I might have liked this better if I hadn't already seen Kate Plays Christine. It's a good film with a strong central performance, but it didn't grab me. The suicide is kind of incidental to the story, which is probably a smart choice, but beyond seeing a mentally ill woman twist in the wind, there's not a lot to recommend this.

Saturday, August 06, 2016

MIFF 2016 - Day 8

The Magic Brush

An animated kids film where a young painter is gifted a magic brush by the God of Ink. It's kind of like getting a ring from the Green Lantern Corps, whatever he can imagine becomes real.
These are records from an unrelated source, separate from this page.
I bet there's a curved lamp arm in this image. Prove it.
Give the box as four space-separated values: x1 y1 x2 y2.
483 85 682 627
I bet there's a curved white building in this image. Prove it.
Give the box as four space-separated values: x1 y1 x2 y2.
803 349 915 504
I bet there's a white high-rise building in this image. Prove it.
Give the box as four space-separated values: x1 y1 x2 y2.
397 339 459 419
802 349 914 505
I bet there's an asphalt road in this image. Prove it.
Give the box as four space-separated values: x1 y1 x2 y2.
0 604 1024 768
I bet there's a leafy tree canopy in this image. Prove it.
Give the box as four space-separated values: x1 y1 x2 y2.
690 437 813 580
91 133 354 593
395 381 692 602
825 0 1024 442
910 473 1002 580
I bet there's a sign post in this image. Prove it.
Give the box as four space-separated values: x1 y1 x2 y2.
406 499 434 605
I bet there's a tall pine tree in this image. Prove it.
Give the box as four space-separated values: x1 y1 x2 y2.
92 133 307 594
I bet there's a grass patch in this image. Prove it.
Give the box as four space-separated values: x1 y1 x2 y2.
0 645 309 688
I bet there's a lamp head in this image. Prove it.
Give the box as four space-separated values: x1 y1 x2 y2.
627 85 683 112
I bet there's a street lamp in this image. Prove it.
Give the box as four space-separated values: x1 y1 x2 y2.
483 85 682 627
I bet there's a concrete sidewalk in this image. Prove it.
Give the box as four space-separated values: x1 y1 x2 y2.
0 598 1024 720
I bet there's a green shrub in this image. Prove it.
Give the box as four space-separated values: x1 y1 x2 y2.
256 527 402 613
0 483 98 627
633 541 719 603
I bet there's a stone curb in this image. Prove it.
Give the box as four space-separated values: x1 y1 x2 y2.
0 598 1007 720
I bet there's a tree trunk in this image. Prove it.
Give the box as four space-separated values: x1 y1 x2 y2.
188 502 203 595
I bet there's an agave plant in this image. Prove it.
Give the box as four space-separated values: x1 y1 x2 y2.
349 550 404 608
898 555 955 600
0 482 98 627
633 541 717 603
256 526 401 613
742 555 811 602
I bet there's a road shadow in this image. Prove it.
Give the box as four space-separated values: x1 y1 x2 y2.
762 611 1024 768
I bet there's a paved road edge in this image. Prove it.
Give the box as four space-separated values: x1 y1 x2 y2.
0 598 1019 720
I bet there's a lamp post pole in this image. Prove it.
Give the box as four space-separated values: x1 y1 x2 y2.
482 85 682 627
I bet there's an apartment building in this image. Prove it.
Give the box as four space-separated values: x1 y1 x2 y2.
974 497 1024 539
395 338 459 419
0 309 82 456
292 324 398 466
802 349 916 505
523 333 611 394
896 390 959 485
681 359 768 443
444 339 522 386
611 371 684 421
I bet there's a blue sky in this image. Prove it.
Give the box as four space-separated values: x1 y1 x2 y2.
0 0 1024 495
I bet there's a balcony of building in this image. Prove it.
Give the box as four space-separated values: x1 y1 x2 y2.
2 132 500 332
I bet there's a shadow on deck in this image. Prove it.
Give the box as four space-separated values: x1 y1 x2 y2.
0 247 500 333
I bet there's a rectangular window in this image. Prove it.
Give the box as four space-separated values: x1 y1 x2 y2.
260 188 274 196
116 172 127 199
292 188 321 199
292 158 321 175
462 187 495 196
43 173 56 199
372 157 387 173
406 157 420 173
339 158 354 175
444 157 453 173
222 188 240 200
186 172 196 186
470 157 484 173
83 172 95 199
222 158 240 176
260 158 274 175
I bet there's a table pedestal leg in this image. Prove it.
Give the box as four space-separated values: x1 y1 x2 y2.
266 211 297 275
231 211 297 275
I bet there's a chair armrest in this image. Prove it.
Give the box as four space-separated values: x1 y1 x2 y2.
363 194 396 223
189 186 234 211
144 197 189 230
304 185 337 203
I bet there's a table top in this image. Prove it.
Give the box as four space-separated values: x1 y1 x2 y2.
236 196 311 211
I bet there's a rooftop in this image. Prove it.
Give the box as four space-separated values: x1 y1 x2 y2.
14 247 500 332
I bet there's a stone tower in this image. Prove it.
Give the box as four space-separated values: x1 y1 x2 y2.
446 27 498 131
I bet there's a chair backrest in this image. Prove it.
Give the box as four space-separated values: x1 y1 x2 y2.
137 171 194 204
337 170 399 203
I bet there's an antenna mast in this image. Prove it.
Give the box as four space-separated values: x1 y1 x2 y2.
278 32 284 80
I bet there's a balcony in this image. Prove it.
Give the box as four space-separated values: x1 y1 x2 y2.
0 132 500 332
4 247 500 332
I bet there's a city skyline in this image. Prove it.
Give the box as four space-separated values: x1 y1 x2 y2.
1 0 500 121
But an evil general wants it, and connives to steal it. Weirdly, it's a mixture of paint by numbers plotting and incoherent. non-sequitur scenes. Good for young kids, and fun enough for everyone else.

Don't Blink Robert Frank

A documentary about the photographer Robert Frank. I hadn't heard of him. He photographed the Beats, made a bunch of films, produced some interesting books and has a really positive way of looking at life. It's a fun, if rambling, look at a man who is fascinated by life at the margins.

Gary Numan: An Android in La La Land

You have to love a film that ends with a rock star reading his daughter Giraffes Don't Dance, and uses it to tie the whole thing together. This is a really funny and personal look at the career and comeback of Gary Numan. His wife Gemma is the real star though, a superfan who went to all his gigs and now they're a really good couple. The stuff they've been through is toe curling, but they come through it. It's a great film for fans, but I think just about anyone would enjoy it.

The Handmaiden 

 Park Chan Wook presents us with his take on Bound, at least, it's hard not to make the comparisons. A loose adaptation of The Fingersmith, this is one of those films that delights in transgression, a staple of Park's work throughout his career. Here, he tackles Japanese pornographic literature, Korea-Japan relations and wraps it up in a lesbian neo-noir con thriller. Broken up into three parts, part one has so many "Chekov's Guns" it's funny to see each of them fired later on. The twisty narrative sees betrayal upon betrayal, cross and double-cross, so much so that you're waiting for the tables to turn again when things seem to finally be at an end. It's a cheeky and funny film, wrapped up in an arthouse presentation. Better and more coherent than Thirst, but kind of on that level.

Friday, August 05, 2016

MIFF 2016 - Day 7

Tower

Stylised animation is used to recreate August 1, 1966, when a sniper on the rooftop of the tower at University of Texas in Austin killed and wounded dozens of people. We get the stories of many of the people who became involved that day, with their memories and footage from the day forming the basis of the movie. The animation allows the film to recreate the day without becoming too "fake", the look of the people approximating how they really were so long ago. The different stories of heroism, helplessness and horror form an arresting portrait of the day.

Elle

I'd heard someone say this was Paul Verhoeven's best film, and I didn't believe it was possible. He's made many great films, and some genuine stinkers. But my goodness, this is a hugely complex and provocative study of a person. Michelle is sexually assaulted at home, then tidies up and carries on as if nothing has happened. She's traumatised, but she's already been traumatised before. When she was a child her father murdered everyone in the entire street. She's also negotiating an affair with her best friend's husband, an ex-husband with a new and younger partner, and a dropkick son with a pregnant girlfriend she dislikes intensely. And so we move between all these different elements, meanwhile she's being stalked by her attacker. But because of her father she refuses to go to police. There are points where you wonder if she's a psychopath herself, especially when it becomes clear she kind of enjoys the drama of it all. I'm not sure what I make of the whole thing, I probably need more time to think about it, but this is a brilliant film.